He wakes up in a strange place and is greeted by Cuba Gooding Jr., who is some sort of guide. He's in heaven now, see, but heaven looks like a swirling unfinished painting. Williams was an art lover, so heaven is being created right before our eyes as if it really were a painting. The segments devoted to heaven's creation are jaw-droppingly gorgeous and a feast of color and inventiveness. So far so good.
It's at this point that What Dreams May Come takes a slow, but steady, decline. Sciorra is so devastated that she commits suicide and is resigned to hell. Williams decides that he is going to go there and rescue her. I'm as big a sap as anyone, and have no trouble crying in movies that earn my tears, but in this movie, the gears of the story begin to grind to obviously, and every single solitary moment is punctuated by swelling strings on the soundtrack that literally scream "CRY DAMMIT!". It tries way too hard to make sure the audience is reduced to wailing sobs.

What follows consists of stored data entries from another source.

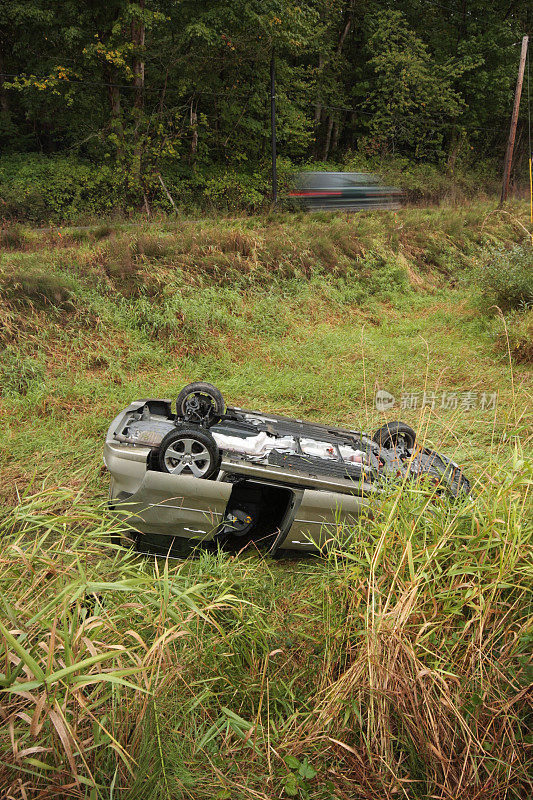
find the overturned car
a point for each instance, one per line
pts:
(206, 473)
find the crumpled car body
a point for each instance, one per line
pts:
(232, 476)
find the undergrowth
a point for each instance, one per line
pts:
(396, 664)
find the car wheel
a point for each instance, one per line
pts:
(189, 451)
(395, 434)
(200, 403)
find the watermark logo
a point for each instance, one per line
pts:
(444, 401)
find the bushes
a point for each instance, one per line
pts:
(39, 188)
(506, 278)
(519, 338)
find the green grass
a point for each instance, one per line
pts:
(396, 669)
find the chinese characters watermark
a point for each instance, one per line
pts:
(443, 400)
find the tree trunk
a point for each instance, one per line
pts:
(318, 105)
(115, 110)
(455, 146)
(4, 106)
(342, 37)
(327, 141)
(335, 135)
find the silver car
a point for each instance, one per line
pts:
(204, 473)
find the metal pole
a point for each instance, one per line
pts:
(273, 128)
(514, 120)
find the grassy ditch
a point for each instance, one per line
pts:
(395, 668)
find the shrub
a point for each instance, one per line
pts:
(520, 336)
(506, 279)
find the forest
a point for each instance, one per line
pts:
(131, 104)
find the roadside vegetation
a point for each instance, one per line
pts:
(398, 668)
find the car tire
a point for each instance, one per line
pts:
(200, 403)
(189, 451)
(393, 433)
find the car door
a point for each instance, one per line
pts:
(176, 505)
(318, 518)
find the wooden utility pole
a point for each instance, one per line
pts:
(514, 120)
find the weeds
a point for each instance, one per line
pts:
(393, 666)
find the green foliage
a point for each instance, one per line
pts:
(39, 188)
(120, 93)
(19, 374)
(411, 94)
(506, 278)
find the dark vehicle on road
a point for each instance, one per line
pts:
(353, 191)
(205, 473)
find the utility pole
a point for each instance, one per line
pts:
(273, 128)
(514, 120)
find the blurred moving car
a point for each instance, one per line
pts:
(353, 191)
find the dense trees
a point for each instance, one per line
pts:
(181, 86)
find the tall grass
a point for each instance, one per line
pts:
(91, 638)
(396, 664)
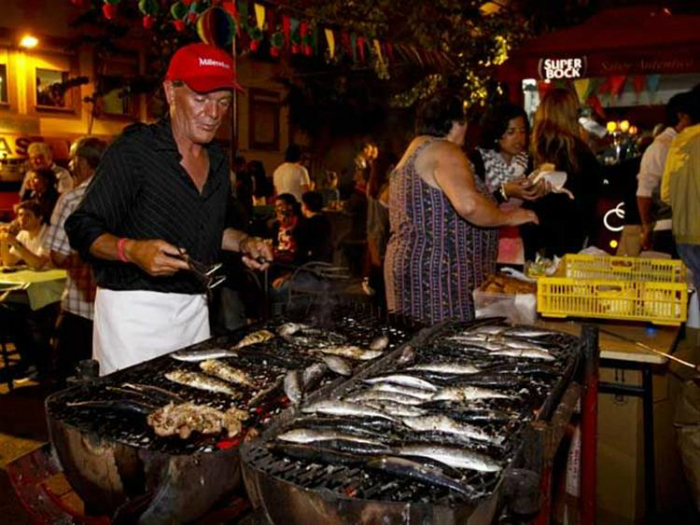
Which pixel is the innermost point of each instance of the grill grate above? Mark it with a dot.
(265, 362)
(532, 385)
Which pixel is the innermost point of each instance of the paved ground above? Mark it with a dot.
(23, 430)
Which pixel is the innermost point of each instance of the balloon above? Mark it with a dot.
(216, 27)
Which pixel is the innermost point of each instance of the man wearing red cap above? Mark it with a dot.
(161, 192)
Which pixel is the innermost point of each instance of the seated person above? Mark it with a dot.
(314, 232)
(287, 217)
(27, 245)
(42, 188)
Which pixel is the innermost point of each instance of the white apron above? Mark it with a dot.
(135, 326)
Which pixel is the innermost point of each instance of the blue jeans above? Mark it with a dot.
(690, 253)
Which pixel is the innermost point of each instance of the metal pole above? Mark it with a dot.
(234, 105)
(589, 424)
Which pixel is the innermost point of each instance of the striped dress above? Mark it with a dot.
(434, 258)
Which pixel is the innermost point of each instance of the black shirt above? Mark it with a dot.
(314, 239)
(140, 191)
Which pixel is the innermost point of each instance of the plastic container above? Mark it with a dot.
(517, 308)
(607, 287)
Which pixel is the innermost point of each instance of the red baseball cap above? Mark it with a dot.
(203, 68)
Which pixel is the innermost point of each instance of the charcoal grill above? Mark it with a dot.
(119, 467)
(286, 490)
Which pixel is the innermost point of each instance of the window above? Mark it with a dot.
(264, 119)
(52, 90)
(3, 84)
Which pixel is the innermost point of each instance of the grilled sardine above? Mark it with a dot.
(226, 372)
(202, 382)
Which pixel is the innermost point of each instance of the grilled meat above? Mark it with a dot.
(183, 419)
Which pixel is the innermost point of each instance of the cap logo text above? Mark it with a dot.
(212, 62)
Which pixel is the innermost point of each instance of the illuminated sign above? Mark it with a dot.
(556, 68)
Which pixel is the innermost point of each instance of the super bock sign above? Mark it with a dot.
(555, 68)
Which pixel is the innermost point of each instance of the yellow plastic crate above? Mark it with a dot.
(653, 290)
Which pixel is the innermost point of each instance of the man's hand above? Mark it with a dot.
(156, 257)
(522, 216)
(523, 188)
(256, 252)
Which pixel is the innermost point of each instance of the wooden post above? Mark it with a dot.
(589, 424)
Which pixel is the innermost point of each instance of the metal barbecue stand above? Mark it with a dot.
(141, 474)
(285, 498)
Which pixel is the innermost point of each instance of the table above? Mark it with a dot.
(616, 353)
(37, 288)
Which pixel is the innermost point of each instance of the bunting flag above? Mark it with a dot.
(617, 83)
(638, 83)
(378, 51)
(653, 86)
(595, 104)
(353, 46)
(390, 51)
(243, 11)
(275, 23)
(582, 86)
(361, 48)
(330, 41)
(260, 16)
(286, 29)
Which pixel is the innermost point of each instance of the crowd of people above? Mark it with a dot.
(421, 230)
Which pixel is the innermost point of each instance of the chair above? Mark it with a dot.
(317, 284)
(6, 362)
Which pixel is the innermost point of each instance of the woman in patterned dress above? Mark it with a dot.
(443, 238)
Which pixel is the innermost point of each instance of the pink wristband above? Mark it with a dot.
(120, 249)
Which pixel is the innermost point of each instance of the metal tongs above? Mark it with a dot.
(205, 273)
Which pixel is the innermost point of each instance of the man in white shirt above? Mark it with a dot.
(656, 216)
(40, 156)
(73, 338)
(291, 176)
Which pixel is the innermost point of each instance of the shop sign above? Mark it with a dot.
(15, 146)
(557, 68)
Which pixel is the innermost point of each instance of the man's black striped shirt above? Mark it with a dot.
(140, 191)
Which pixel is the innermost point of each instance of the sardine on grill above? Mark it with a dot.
(381, 395)
(446, 368)
(291, 328)
(337, 364)
(202, 382)
(457, 457)
(226, 372)
(402, 379)
(202, 354)
(468, 393)
(350, 351)
(529, 353)
(293, 387)
(254, 338)
(379, 343)
(442, 423)
(344, 408)
(425, 473)
(309, 435)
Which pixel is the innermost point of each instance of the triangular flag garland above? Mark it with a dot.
(282, 27)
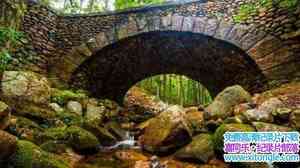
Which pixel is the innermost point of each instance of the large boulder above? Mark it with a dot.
(265, 111)
(25, 85)
(29, 155)
(8, 145)
(201, 148)
(74, 107)
(94, 112)
(221, 130)
(165, 132)
(76, 137)
(193, 120)
(61, 97)
(104, 136)
(39, 112)
(265, 127)
(223, 105)
(5, 113)
(24, 128)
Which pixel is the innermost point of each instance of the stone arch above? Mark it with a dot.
(271, 55)
(110, 72)
(246, 37)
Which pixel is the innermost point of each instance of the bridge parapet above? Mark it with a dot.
(270, 36)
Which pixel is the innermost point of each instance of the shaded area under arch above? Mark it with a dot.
(110, 72)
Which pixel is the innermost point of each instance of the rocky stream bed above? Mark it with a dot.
(44, 127)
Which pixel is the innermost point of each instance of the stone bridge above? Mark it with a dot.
(108, 53)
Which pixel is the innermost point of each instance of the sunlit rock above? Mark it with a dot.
(218, 135)
(25, 85)
(265, 127)
(56, 107)
(223, 104)
(79, 139)
(295, 119)
(30, 155)
(25, 128)
(74, 107)
(165, 132)
(8, 144)
(94, 112)
(264, 111)
(201, 148)
(5, 113)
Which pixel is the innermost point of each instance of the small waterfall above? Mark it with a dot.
(128, 143)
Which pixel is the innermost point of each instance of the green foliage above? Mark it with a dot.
(12, 12)
(11, 36)
(9, 39)
(249, 9)
(29, 155)
(123, 4)
(63, 96)
(289, 4)
(5, 59)
(176, 89)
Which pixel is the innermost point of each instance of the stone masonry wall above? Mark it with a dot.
(277, 50)
(39, 25)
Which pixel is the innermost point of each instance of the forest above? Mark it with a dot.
(63, 72)
(176, 89)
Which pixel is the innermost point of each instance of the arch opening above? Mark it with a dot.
(170, 89)
(113, 70)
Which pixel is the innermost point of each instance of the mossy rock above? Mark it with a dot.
(69, 118)
(8, 145)
(201, 148)
(165, 133)
(223, 105)
(265, 127)
(54, 147)
(61, 97)
(221, 130)
(28, 155)
(36, 112)
(103, 135)
(25, 128)
(78, 138)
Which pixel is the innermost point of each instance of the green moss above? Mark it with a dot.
(244, 12)
(288, 4)
(247, 10)
(221, 130)
(54, 147)
(29, 155)
(61, 97)
(76, 137)
(69, 118)
(22, 125)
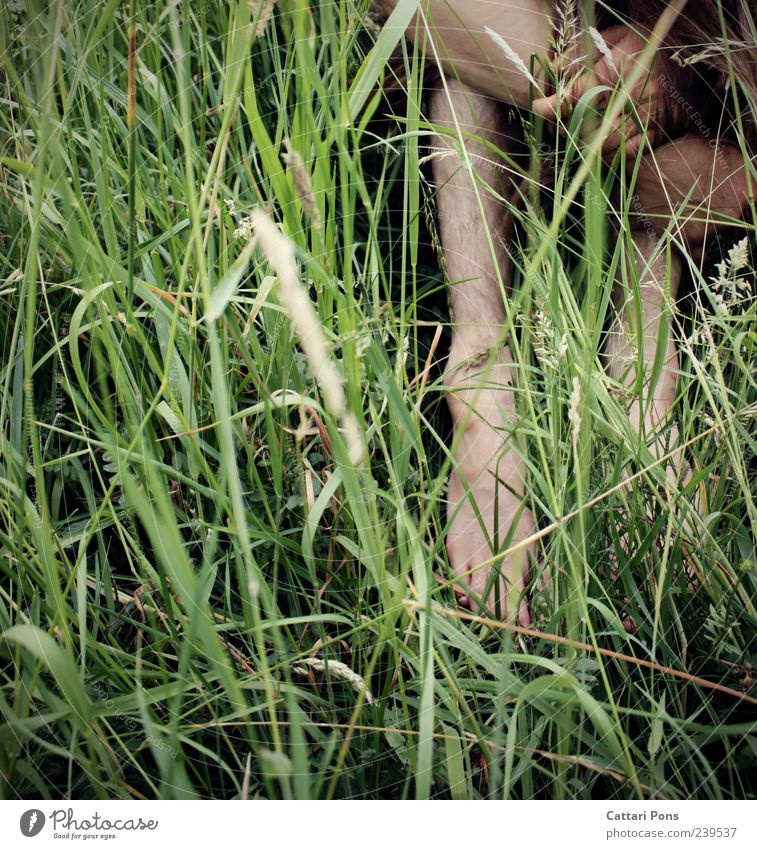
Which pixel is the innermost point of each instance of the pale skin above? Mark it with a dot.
(487, 488)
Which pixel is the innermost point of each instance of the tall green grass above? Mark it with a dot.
(202, 595)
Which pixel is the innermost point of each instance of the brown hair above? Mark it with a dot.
(709, 40)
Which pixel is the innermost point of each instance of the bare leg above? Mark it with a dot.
(650, 409)
(456, 30)
(486, 487)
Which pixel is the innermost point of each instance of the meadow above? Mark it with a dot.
(222, 560)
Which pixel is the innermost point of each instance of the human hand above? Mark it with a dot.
(620, 52)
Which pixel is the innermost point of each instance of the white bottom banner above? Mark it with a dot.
(379, 825)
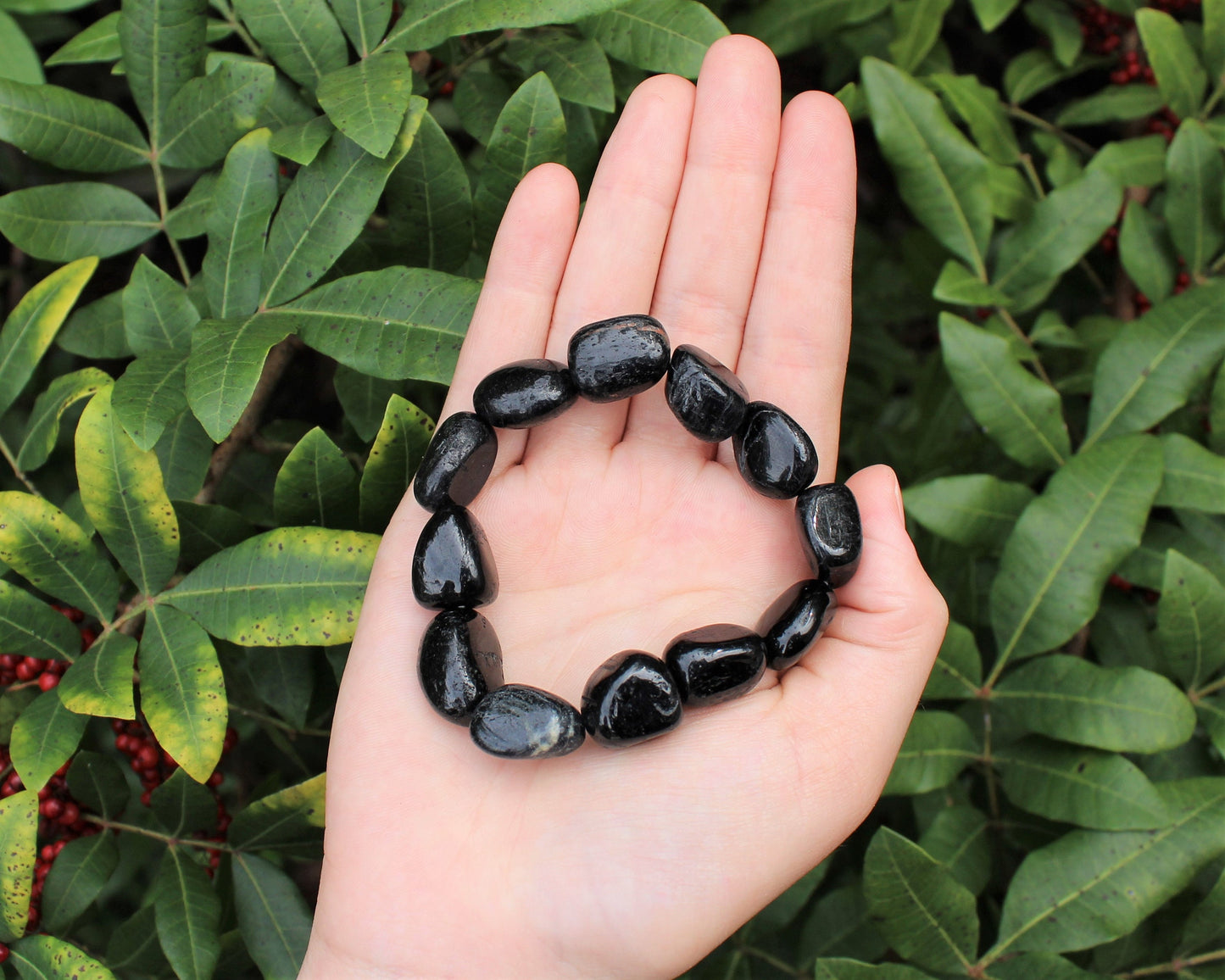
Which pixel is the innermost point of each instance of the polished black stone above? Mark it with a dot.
(522, 721)
(452, 564)
(829, 531)
(774, 454)
(795, 621)
(716, 663)
(525, 393)
(631, 697)
(461, 662)
(704, 395)
(457, 462)
(616, 358)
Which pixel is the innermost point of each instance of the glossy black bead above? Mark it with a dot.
(716, 663)
(704, 395)
(525, 393)
(452, 564)
(616, 358)
(461, 662)
(829, 531)
(457, 462)
(631, 697)
(795, 621)
(774, 454)
(522, 721)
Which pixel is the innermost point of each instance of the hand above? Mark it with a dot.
(613, 528)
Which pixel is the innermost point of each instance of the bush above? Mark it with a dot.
(211, 375)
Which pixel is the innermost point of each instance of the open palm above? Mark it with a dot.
(613, 528)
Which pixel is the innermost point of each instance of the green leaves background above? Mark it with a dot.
(247, 239)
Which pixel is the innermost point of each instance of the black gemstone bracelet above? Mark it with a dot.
(633, 696)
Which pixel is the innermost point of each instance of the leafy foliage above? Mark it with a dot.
(247, 240)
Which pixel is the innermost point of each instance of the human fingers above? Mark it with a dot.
(706, 277)
(794, 350)
(512, 315)
(613, 264)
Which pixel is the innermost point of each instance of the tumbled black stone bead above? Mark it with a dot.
(829, 531)
(616, 358)
(452, 564)
(525, 393)
(461, 662)
(631, 697)
(522, 721)
(457, 462)
(774, 454)
(795, 621)
(716, 663)
(704, 395)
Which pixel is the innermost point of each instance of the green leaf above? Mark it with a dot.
(21, 60)
(1114, 104)
(289, 821)
(33, 322)
(98, 782)
(287, 587)
(430, 22)
(1194, 192)
(183, 693)
(1094, 886)
(364, 21)
(157, 313)
(123, 494)
(316, 485)
(44, 738)
(1121, 710)
(272, 916)
(1018, 410)
(97, 330)
(325, 209)
(302, 141)
(302, 36)
(980, 107)
(1191, 620)
(77, 877)
(1152, 364)
(242, 203)
(924, 913)
(150, 395)
(72, 131)
(368, 101)
(227, 359)
(393, 461)
(209, 114)
(46, 547)
(48, 958)
(1180, 76)
(101, 680)
(1145, 253)
(576, 66)
(1067, 543)
(187, 916)
(1084, 787)
(531, 130)
(397, 322)
(938, 746)
(19, 844)
(941, 176)
(1057, 233)
(916, 25)
(61, 222)
(975, 511)
(30, 627)
(163, 47)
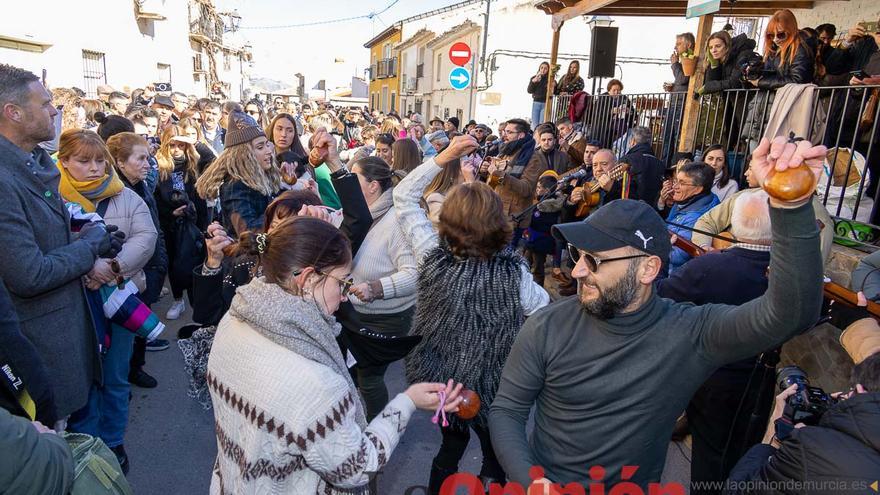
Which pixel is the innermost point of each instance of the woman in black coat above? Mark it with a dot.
(725, 56)
(787, 56)
(182, 213)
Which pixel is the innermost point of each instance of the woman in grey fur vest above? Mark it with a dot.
(473, 294)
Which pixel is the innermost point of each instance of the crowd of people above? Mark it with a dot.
(317, 245)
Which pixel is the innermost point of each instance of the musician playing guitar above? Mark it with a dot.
(604, 164)
(514, 173)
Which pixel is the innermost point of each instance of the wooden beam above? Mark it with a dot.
(692, 106)
(551, 74)
(649, 5)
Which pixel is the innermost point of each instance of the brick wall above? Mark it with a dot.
(843, 14)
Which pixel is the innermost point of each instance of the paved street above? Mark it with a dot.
(171, 444)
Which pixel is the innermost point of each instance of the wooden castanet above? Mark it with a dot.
(841, 294)
(592, 196)
(790, 184)
(500, 165)
(470, 404)
(721, 242)
(687, 246)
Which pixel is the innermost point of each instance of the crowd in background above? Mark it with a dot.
(317, 244)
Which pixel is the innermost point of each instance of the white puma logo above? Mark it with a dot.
(642, 237)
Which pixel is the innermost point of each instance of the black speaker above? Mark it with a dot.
(603, 52)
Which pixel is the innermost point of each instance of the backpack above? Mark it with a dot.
(95, 468)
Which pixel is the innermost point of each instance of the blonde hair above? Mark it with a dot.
(71, 102)
(84, 142)
(166, 163)
(238, 163)
(326, 120)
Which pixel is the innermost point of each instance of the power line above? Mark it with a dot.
(371, 15)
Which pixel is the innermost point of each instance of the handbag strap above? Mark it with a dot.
(101, 207)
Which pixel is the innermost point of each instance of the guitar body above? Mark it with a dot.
(591, 200)
(721, 243)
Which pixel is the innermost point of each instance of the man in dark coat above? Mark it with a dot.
(718, 413)
(45, 279)
(647, 170)
(843, 450)
(548, 152)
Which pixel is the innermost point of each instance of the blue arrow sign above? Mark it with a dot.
(459, 78)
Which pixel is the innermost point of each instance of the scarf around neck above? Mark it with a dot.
(295, 324)
(523, 149)
(382, 204)
(89, 193)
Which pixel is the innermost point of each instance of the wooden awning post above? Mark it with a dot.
(692, 105)
(551, 75)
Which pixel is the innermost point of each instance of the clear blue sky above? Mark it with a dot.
(331, 51)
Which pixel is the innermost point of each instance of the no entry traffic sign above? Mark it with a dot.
(459, 53)
(459, 78)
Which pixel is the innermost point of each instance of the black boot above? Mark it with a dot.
(438, 476)
(122, 457)
(488, 480)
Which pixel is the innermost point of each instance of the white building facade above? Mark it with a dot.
(517, 40)
(120, 43)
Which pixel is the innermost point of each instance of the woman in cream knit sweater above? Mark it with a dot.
(288, 417)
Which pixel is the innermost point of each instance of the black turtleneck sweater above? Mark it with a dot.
(607, 393)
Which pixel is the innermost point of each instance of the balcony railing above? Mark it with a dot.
(386, 67)
(736, 119)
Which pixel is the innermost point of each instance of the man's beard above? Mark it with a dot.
(616, 298)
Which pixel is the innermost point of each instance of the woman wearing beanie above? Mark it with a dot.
(182, 213)
(474, 292)
(131, 154)
(109, 125)
(244, 176)
(276, 375)
(385, 275)
(89, 179)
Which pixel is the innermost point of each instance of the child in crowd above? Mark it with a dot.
(539, 240)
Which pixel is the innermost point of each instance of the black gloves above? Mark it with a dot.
(106, 241)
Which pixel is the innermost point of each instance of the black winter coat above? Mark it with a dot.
(844, 447)
(212, 294)
(800, 71)
(647, 171)
(728, 74)
(538, 90)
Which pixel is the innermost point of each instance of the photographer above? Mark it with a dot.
(842, 447)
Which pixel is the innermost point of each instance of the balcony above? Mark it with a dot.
(736, 119)
(385, 68)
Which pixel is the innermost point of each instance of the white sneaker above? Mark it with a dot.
(175, 310)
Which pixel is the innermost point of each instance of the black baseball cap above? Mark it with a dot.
(622, 222)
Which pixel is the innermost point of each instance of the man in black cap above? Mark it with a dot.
(610, 370)
(165, 108)
(451, 125)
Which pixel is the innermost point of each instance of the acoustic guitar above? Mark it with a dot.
(592, 196)
(500, 164)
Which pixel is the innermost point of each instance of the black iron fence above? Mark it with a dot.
(846, 119)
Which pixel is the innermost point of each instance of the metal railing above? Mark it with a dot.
(843, 119)
(386, 67)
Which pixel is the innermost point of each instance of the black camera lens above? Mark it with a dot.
(789, 375)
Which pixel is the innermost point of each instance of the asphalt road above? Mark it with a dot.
(171, 445)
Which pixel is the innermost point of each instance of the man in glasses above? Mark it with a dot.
(718, 423)
(690, 193)
(610, 370)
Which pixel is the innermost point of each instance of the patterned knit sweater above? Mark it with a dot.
(287, 424)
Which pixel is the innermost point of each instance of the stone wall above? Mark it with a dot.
(843, 14)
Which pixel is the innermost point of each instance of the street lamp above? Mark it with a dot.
(593, 22)
(598, 21)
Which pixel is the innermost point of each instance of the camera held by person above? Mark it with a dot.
(820, 443)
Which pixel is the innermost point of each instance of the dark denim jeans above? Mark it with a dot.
(106, 414)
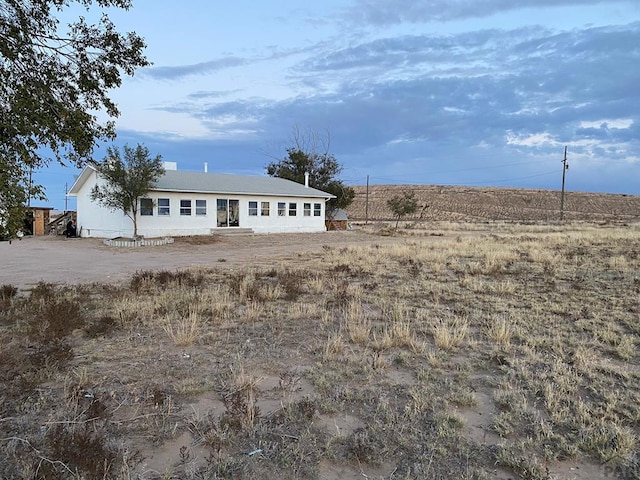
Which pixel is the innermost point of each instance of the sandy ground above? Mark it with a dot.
(52, 259)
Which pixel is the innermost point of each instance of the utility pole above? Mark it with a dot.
(565, 167)
(366, 205)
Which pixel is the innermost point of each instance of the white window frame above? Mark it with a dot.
(164, 209)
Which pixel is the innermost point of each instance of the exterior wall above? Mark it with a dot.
(93, 220)
(96, 221)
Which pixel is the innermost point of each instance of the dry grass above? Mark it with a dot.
(492, 346)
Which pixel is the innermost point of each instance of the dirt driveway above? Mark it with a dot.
(26, 262)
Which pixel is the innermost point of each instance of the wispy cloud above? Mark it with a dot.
(204, 68)
(388, 12)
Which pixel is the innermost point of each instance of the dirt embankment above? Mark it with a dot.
(450, 203)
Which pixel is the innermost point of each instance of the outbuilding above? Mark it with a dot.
(201, 203)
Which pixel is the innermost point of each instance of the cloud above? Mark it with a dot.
(181, 71)
(389, 12)
(522, 93)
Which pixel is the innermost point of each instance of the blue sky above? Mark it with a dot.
(447, 92)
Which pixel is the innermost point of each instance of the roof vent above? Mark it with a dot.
(170, 165)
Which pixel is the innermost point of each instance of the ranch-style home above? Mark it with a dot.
(200, 203)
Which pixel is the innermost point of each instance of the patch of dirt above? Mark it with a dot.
(55, 259)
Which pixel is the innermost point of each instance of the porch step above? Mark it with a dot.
(232, 231)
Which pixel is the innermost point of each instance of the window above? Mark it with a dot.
(201, 207)
(185, 207)
(163, 206)
(146, 206)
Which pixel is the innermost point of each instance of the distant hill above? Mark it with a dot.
(450, 203)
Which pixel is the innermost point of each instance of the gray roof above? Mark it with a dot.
(200, 182)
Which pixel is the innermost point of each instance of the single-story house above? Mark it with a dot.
(201, 203)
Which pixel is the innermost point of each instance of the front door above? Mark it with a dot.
(228, 213)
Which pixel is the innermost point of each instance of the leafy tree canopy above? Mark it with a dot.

Since every few moments there is yet another emotional crescendo, I resisted. The movie tries again, and I resist even more. By the 3/4 mark, I was actually getting irritated and felt vaguely insulted. Not only were the soggy scenes insulting, but the script veers off into really kooky new-agey type theology that I really wanted to tell the characters to create themselves a new movie.
The director of What Dreams May Come, Vincent Ward, is very talented director (you probably missed his little seen The Navigator and Map of the Human Heart but you should), but I feel that he didn't trust the material enough to let it stand on it's own and to allow the audience to decide for themselves how they should feel about it. He deserves credit for putting together stunning visuals, breathtaking sets, and ekeing out good performances from the cast, but it really is all for nought.
By the film's end, I already knew what was going to happen, and I really just didn't care that much anymore.